Articles | Volume 89, issue 1
https://doi.org/10.5194/polf-89-97-2021
https://doi.org/10.5194/polf-89-97-2021
Review on polar literature
 | 
20 May 2021
Review on polar literature |  | 20 May 2021

Buchrezension: Starvation Shore

Cornelia Lüdecke
Dates

Waterman, L.: Starvation Shore, The University of Wisconsin Press, Madison, Wisconsin, 364 pp., ISBN 9780299323400, EUR 28.00, 2019.

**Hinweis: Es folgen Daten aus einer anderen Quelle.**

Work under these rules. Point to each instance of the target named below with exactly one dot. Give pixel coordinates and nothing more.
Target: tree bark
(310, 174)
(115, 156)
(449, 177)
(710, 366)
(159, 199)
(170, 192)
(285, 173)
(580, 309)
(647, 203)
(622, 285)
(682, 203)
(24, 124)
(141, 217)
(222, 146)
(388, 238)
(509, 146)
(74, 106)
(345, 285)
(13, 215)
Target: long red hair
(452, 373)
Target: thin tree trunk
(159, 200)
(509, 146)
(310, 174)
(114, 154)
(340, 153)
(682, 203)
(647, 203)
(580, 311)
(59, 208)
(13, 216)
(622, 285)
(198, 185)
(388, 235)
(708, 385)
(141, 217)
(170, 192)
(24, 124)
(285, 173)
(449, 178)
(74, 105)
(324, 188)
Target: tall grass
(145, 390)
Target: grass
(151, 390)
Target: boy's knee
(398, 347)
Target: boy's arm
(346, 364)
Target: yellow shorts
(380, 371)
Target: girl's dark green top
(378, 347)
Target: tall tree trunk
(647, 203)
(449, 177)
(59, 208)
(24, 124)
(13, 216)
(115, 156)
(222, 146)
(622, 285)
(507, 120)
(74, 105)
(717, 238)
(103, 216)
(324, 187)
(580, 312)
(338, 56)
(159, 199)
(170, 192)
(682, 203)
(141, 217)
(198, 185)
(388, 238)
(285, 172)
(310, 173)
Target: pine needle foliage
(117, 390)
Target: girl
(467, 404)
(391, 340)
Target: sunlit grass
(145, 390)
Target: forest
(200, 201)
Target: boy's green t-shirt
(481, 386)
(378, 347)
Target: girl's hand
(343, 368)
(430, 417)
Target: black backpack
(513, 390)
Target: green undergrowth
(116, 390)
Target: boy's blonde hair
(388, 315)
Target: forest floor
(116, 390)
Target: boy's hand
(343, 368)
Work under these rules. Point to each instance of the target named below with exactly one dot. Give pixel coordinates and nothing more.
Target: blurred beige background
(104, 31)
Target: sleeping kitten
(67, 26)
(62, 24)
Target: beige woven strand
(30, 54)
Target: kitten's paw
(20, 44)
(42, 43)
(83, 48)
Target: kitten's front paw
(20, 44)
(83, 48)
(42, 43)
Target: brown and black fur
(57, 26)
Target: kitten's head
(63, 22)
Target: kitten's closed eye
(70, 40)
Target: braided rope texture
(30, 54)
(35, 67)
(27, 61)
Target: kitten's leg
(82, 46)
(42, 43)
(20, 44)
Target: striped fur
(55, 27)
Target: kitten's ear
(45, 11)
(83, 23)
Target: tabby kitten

Während des ersten Internationalen Polarjahres (1882–1883) verabredeten zehn Länder, in der Arktis zwölf Stationen einzurichten, um gleichzeitig meteorologische und magnetische Messungen durchzuführen. Bereits im August 1881 wurde in der Lady Franklin Bay auf Ellesmere Island (Kanada) die amerikanische Station unter der Leitung von Oberleutnant Adolphus Greely (1844–1935) eingerichtet. Mit rund 82 N war Fort Conger die nördlichste Station, wo sie ihr Wohnhaus und die Observatorien aus vorgefertigtem Material errichteten. Neben den verabredeten Messungen konstruierten sie einen zuverlässigen Flutmesser und untersuchten die Schwerkraft. Außerdem unternahmen einige Expeditionsmitglieder gewagte Exkursionen in die Umgebung und näherten sich dem Nordpol wie nie zuvor. Leider blieben die jährlichen Versorgungsfahrten aus. Anstatt in Fort Conger zu warten, wo genügend Nahrung bis zum nächsten Jahr vorhanden war, zogen sie Anfang August 1883 trotz mangelnder Polarerfahrung unter großen Mühen zum rund 400 km südlich gelegenen Kap Sabine im Smithsund. Dort waren jedoch die ursprünglich für alle Notfälle verabredeten Depots nie angelegt worden. So verbrachten sie an diesem Ort die dritte Überwinterung unter erbärmlichsten Umständen. Als die Rettungsexpedition schließlich im Juni 1884 eintraf, bot sich ein Bild des Grauens. Von den ursprünglichen 25 Expeditionsmitgliedern, darunter sieben Deutsche bzw. Deutschstämmige, waren nur noch sieben am Leben. Die meisten waren verhungert oder an Skorbut gestorben. Einer war sogar wegen Lebensmitteldiebstahl vor den Augen der anderen exekutiert worden. Aber das Schlimmste bot sich, als die Rettungsmannschaft die Toten sah, denn sie zeigten Spuren von Kannibalismus. Nur sechs Männer kehrten schließlich lebend in die Heimat zurück. Trotz dieses Desasters wurde Greely befördert, da seine Expedition wertvolle wissenschaftliche Daten von der polnächsten Station zurückbrachte. Dies sind die bekannten Fakten, wie sie auch in der ersten Auflage von Barrs Übersicht über das erste Internationale Polarjahr im Jahr 1985 beschrieben wurden (Barr, 1985/2008).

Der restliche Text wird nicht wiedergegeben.